Lauri (left) and Cari Ryding returned from vacation and discovered their rainbow flag stolen and their house egged. PAT GREENHOUSE/GLOBE STAFF
 

Cari and Lauri Ryding always felt welcome on Strawberry Hill Road. Then they came home from vacation and discovered the rainbow flag they had hung after the Orlando massacre had been stolen and their front porch pelted with eggs.

“It really sent us reeling,” Cari said.

 But what happened next reminded the couple why they loved the neighborhood in the first place. On Sunday, a squadron of children on bicycles delivered rainbow flags to house after house.

And one by one, the flags went up, transforming a swath of suburbia – more than 40 houses in all — into a brilliantly colored declaration of pride and solidarity, displayed on picket fences, garages, doorways, and decks.

“It just happened so quickly — the whole neighborhood said, ‘Get me a flag. Get me a flag. Get me a flag,’ ” said Penni Rochwerger, who lives around the corner from the Rydings. “If we can stop whatever hate is out there, I think that’s really important.”

Lauri Ryding said that after cleaning the eggs off her porch, she walked through the streets around her home, overwhelmed by all the neighbors prominently flying the rainbow colors.

“One person’s act of fear and maliciousness created such a powerful statement of love,” she said. “We are very blessed, very fortunate.” 
Cari Ryding, 49, first moved to Strawberry Hill Road 23 years ago, and, she said, she immediately fell in love with the family-friendly feel of the place.

“I loved the diversity of the generations, and how there’s a commitment to that — of all ages, and all shapes, and sizes, and preferences,” she said. “I’ve been feeling this energy in the neighborhood for years.”

That feeling was reinforced, she said, after she separated from her husband 10 years ago, and her neighbors helped her adjust to life as a single parent, bringing her dinners if she was sick or watching two of her children if she had to take the third to the doctor.

And the bond deepened even further, she said, when neighbors who had met her husband welcomed her wife, Lauri, 52.

“When I moved in four and a half years ago, I was embraced,” Lauri said. “Our relationship was embraced.”

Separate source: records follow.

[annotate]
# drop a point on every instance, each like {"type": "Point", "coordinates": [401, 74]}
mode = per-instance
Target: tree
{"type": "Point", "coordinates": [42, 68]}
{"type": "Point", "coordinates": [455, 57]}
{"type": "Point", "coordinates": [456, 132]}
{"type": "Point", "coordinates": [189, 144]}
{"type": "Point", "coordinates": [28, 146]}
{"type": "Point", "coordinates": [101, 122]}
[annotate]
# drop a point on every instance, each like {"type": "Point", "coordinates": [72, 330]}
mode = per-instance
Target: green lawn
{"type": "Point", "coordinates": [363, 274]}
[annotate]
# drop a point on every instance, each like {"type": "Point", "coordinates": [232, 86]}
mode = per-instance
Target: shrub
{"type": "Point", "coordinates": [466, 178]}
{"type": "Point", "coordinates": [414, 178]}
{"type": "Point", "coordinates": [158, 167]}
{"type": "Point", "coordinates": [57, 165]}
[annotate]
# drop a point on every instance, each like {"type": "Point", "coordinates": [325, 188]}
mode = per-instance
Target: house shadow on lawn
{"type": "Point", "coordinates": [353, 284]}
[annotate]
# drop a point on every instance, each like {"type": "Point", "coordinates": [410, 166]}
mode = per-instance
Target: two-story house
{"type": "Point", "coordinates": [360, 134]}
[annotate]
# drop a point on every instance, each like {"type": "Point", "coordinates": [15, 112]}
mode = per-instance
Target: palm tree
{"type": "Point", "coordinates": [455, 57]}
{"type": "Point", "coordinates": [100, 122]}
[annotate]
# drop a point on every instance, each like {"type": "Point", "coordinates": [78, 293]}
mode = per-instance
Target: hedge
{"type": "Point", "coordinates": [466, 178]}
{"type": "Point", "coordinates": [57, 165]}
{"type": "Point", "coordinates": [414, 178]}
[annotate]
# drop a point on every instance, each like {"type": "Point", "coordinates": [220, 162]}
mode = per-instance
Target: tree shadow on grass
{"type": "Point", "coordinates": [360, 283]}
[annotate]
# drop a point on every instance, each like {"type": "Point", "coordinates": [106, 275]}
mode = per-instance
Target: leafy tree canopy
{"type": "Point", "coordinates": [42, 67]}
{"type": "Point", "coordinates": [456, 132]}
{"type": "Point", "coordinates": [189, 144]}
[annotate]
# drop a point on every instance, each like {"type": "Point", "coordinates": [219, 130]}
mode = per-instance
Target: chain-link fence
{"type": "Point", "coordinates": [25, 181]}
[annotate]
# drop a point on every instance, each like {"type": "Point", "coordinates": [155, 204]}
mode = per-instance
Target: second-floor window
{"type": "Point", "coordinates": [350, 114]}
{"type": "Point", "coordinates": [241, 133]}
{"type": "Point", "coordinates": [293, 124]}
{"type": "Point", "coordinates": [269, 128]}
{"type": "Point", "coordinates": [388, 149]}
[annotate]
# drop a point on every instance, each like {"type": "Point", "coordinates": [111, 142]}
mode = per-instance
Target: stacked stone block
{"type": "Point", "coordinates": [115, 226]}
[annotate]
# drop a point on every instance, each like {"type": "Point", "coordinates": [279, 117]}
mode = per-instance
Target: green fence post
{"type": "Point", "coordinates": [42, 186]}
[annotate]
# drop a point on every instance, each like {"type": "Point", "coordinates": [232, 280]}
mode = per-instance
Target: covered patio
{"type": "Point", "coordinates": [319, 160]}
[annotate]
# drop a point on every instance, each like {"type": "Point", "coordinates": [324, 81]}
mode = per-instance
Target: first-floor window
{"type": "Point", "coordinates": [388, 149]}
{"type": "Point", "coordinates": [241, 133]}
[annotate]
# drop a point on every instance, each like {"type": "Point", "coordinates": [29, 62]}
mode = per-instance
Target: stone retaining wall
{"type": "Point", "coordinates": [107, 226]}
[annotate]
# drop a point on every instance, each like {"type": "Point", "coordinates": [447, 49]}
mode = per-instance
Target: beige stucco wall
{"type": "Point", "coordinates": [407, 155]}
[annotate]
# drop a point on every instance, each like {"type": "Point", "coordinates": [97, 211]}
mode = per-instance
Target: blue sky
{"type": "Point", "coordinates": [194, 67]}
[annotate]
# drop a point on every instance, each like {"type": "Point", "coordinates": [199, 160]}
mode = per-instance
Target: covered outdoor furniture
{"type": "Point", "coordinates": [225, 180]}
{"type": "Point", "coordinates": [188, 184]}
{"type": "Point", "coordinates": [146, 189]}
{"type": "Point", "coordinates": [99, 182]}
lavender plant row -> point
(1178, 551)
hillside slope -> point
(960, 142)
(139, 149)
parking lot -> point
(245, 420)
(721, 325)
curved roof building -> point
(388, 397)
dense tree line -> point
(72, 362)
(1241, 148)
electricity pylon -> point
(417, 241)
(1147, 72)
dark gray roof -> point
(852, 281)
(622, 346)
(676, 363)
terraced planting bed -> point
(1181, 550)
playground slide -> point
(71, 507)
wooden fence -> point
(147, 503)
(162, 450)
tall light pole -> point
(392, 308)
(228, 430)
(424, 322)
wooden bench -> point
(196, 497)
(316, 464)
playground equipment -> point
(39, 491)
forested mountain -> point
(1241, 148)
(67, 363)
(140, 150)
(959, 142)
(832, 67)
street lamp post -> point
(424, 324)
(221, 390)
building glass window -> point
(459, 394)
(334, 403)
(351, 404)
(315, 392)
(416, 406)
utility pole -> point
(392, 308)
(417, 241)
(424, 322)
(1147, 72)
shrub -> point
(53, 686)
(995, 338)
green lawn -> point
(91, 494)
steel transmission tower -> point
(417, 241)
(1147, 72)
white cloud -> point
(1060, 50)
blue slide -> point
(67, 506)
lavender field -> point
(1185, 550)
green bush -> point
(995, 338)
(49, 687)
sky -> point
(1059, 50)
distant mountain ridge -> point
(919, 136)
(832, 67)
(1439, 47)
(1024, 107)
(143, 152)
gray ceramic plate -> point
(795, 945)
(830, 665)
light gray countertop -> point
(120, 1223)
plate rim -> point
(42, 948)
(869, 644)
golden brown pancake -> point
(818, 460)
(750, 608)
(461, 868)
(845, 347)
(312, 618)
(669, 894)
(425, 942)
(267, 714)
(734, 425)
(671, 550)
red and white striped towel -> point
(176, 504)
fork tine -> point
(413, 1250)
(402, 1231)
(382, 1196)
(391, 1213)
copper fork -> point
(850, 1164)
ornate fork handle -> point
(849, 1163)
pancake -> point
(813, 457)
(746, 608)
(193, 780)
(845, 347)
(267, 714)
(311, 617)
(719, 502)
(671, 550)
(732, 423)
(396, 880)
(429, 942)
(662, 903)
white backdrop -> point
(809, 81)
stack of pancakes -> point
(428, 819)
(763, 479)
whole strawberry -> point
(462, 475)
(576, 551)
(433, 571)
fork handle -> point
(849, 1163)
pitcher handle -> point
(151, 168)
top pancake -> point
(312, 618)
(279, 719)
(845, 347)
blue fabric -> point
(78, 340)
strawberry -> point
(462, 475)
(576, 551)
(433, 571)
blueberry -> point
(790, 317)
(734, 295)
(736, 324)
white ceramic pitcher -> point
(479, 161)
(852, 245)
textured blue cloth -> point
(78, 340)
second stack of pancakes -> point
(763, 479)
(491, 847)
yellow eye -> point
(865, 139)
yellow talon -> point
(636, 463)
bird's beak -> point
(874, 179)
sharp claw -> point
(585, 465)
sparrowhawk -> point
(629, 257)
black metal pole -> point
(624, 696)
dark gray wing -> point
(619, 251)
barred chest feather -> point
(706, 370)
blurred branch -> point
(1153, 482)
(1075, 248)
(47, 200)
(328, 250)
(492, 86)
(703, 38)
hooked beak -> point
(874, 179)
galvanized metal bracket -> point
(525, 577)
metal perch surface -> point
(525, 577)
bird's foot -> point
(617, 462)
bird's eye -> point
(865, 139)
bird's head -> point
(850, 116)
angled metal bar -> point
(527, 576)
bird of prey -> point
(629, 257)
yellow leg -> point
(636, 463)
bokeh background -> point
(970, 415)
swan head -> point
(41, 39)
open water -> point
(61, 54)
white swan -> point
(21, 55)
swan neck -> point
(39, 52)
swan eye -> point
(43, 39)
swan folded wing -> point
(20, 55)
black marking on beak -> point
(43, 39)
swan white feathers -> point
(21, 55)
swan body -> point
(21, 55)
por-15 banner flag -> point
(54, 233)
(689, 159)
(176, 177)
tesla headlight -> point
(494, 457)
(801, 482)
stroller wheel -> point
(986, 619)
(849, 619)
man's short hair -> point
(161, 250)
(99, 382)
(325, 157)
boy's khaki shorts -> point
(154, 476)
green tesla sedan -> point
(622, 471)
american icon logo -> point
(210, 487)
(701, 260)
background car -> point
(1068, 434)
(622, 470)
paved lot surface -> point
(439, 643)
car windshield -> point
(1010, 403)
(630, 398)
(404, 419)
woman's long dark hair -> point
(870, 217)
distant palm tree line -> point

So both women were stunned when they came home Wednesday to discover the vandalism.

“It was our first experience in Natick of having any type of prejudice,” Cari said. “We hadn’t experienced it all, and it kind of broke open our little cocoon.”

They alerted Natick police, and asked neighbors on Facebook if anyone knew what happened. No one did and still there are no suspects. But many were outraged.
  
One neighbor suggested asking for a stack of flags from the Rainbow Peace Flag Project, a local organization that gives away the flags free to Natick-area residents.

The Rydings had ordered their flag from the group about a month ago, to honor the 49 victims killed in June at Pulse, a gay nightclub in Orlando.

Immediately, requests flooded in, along with donations to the group.

“We said, ‘Why don’t we all have the flags? They can’t take them from all of us,’” said Dennis Gaughan, whose wife, Maura, helped organize the rainbow response.
 
Lois McGillivray, 85, who has lived on Strawberry Hill Road for 50 years, had one of the rainbow flags proudly displayed on her home on Monday.

“I have never met anyone who would do what that person did to that house,” she said. “This is a place where nobody bothers anybody, no matter how you want to live, as long as you’re not digging up the garden and throwing the dirt in my yard.” 

Neil Podolski said he wanted to fly a rainbow flag, as well, after hearing that the Rydings’ home had been vandalized.

“It’s just not right,” said Podolski, who is Jewish. “Who’s to say tomorrow we don’t find a swastika on our house?”

Cari Ryding said that she had started thinking twice about her neighborhood after her home was targeted, “and what they did completely overshadowed that fear and we are just overwhelmed with the kindness and generosity.”

As jarring as the initial crime was, Lauri Ryding said, the response has helped restore their faith in their community.

“Somebody’s fear called them to action,” she said. “But our neighbors support and love called them to action, and love conquers hate. Love wins. We win.”